Shakeelur Rehman (18 February 1931 – 9 May 2016) was an Indian politician and Urdu-language writer. He served as Minister of Health and Family Welfare in Chandra Shekhar government. His father Khan Bahadur Muhammad Jan was a Government lawyer in British India.

==Life and career==
He studied at Patna University, where he gained a B.A. with First Class Honors, an M.A. with First Class Honors and a D.Litt. He remained attached to the University of Kashmir as Professor and Head of the Department of Urdu. He also served as Vice-Chancellor of the University of Bihar (1978–1989), Kashmir University (1987) and L.N. Mithila University (1987–1988).

Rehman was elected to 9th Lok Sabha from Darbhanga constituency on Janata Dal ticket. In November 1990, he was one of the 64 MPs who left Janata Dal and formed Chandra Shekhar government. In January 1991, Lok Sabha speaker Rabi Ray disqualified him from Lok Sabha, along with 7 other MPs under the Tenth Schedule to the Constitution of India. He served as Minister of Health and Family Welfare in Chandra Shekhar's government from November 1990 to February 1991.
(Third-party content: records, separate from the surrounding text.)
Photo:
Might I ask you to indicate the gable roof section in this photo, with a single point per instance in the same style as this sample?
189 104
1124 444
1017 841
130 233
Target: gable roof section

Shakeelur Rehman had written books on aesthetics and was known as Babe-Jamaliat and more than 50 plays for the stage, TV and radio. He had received the "Ghalib Award", the "Urdu Academy Award", the "National Award" from India and the "Ahmad Nadeem Qasmi Award" from Pakistan for his outstanding contribution to Urdu Literature. He wrote memoir titled Aashram. His near relative Tanwir Phool is a Pakistani author and poet writing in Urdu and
English. He has written an article in the quarterly Khayaal (Karachi) about Shakeelur Rehman. Shakeelur Rehman died on 9 May 2016 at Gurgaon in Haryana near New Delhi.